Les figures majeurs étaient issues de la communauté du renseignement américain, notamment William J. Donovan, « le père de l’Intelligence Service américain », selon Deloire. Ancien directeur de l’Office of Strategic Services (OSS), il a été « une figure clé dans la fondation de la CIA », toujours d’après l’ancien secrétaire général de Reporters Sans Frontières. Le vice-président de l’ACUE, Allen Dulles, a dirigé le bureau de l’OSS à Berlin avant de prendre la direction de la CIA de 1953 à 1961.
Les cadres de l’ACUE travaillaient en étroite collaboration avec des responsables américains, notamment ceux de l’Administration de coopération économique (ECA) et du Comité national pour une Europe libre.
Les objectifs de l’ACUE
L’ACUE avait pour objectif concret de soutenir financièrement les organisations promouvant l’unité européenne et visait politiquement à contrer l’influence communiste. Dès 1950, l’ACUE fit une publicité notable aux États-Unis pour convaincre les élites américaines de soutenir le fédéralisme européen.
Dans son livre, Deloire faisait référence à une déclaration d’intentions signée par Donovan et Dulles retrouvée dans les archives de Stanford, université affiliée au Forum économique mondial, dans laquelle on pouvait lire : « L’American Committee on United Europe a ete fondé par un groupe de citoyens américains prives qui considèrent qu’un soutien organisé mais officieux du peuple des Éats-Unis envers l’idéal de l’unité européenne pourrait se révéler un facteur déterminant de la direction que prendra l’Europe dans la seconde moitié du XXe siecle ».

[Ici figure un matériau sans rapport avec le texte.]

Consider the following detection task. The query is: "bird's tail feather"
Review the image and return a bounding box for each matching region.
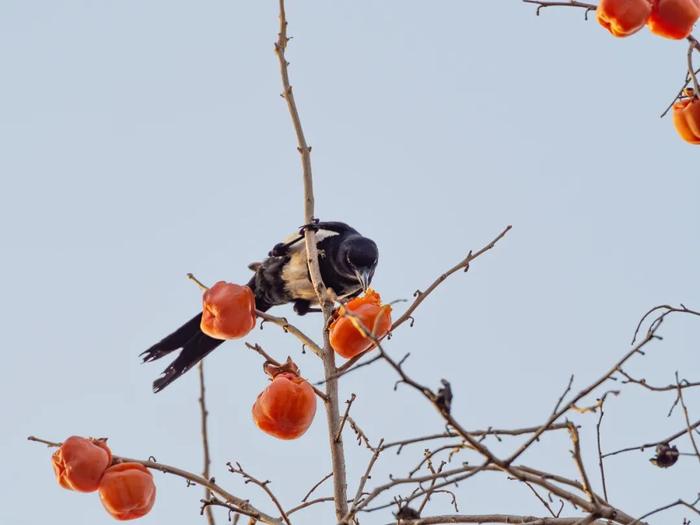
[141,313,223,392]
[141,313,202,363]
[141,279,272,392]
[153,332,223,393]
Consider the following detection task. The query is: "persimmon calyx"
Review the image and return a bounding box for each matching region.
[263,356,301,379]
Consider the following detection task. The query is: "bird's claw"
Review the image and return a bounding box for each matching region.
[299,219,320,235]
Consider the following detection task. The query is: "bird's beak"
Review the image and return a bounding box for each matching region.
[355,270,372,292]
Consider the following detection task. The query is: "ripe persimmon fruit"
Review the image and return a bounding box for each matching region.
[51,436,112,492]
[252,358,316,439]
[647,0,700,40]
[596,0,652,38]
[200,281,255,339]
[100,463,156,521]
[673,89,700,144]
[329,289,391,359]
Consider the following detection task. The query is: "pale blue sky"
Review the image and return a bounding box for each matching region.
[0,0,700,525]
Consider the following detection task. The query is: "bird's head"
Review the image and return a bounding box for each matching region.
[339,235,379,291]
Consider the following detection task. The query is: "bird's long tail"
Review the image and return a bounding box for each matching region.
[141,313,223,392]
[141,280,271,392]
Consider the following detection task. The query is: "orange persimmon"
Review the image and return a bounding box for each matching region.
[596,0,652,38]
[252,358,316,439]
[673,89,700,144]
[330,289,391,359]
[51,436,112,492]
[200,281,255,339]
[647,0,700,40]
[100,463,156,521]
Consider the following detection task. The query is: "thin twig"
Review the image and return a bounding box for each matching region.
[275,0,348,519]
[197,361,216,525]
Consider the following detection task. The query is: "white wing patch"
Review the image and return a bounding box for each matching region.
[282,241,317,301]
[282,229,339,303]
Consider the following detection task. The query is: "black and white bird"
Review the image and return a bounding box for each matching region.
[141,222,379,392]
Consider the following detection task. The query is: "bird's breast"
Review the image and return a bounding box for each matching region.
[282,244,316,302]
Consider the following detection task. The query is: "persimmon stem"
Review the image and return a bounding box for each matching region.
[187,273,209,292]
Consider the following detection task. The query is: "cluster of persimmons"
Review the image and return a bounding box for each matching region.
[51,436,156,521]
[596,0,700,144]
[201,281,391,439]
[52,281,391,520]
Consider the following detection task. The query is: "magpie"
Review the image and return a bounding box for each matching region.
[141,222,379,392]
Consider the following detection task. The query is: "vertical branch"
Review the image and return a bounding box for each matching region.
[197,361,216,525]
[275,0,348,519]
[686,36,700,96]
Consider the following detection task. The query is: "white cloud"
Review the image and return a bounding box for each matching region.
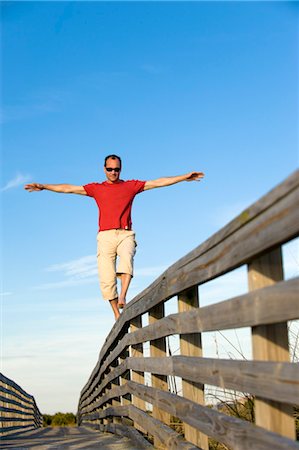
[0,89,68,123]
[34,255,167,292]
[0,173,32,192]
[46,255,98,279]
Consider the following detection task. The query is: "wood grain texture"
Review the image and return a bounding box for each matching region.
[178,286,209,450]
[127,356,299,405]
[81,278,299,409]
[81,171,299,398]
[248,247,299,439]
[130,316,145,433]
[128,381,298,450]
[148,303,170,447]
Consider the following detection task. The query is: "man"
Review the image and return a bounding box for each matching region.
[25,155,204,320]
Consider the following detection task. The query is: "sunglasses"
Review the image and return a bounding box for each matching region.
[106,167,120,172]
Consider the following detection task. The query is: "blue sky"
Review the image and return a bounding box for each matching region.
[1,1,298,413]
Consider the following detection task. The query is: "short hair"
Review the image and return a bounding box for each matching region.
[104,155,121,167]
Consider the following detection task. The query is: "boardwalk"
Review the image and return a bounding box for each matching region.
[0,427,144,450]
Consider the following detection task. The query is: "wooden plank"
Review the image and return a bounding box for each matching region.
[248,248,296,439]
[128,381,298,450]
[128,356,299,405]
[128,278,299,344]
[130,316,145,433]
[178,286,209,450]
[129,406,199,450]
[103,424,153,449]
[81,172,299,398]
[88,405,202,450]
[148,303,170,447]
[119,347,132,405]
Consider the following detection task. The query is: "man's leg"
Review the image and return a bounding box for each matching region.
[97,230,120,320]
[109,298,120,320]
[117,231,137,308]
[118,273,132,308]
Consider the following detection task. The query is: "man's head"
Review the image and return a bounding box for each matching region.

La déclaration énonce un triple projet politique, économique et social. Au niveau politique, elle évoque la création d’un parlement représentant les États démocratiques et les peuples de l’Europe libre, avec des pouvoirs effectifs de législation ; au niveau économique : l’abolition des quotas douaniers intra-européens et du contrôle des changes ; au niveau social, la garantie uniforme des droits de l’homme et création d’une Cour européenne pour les faire respecter.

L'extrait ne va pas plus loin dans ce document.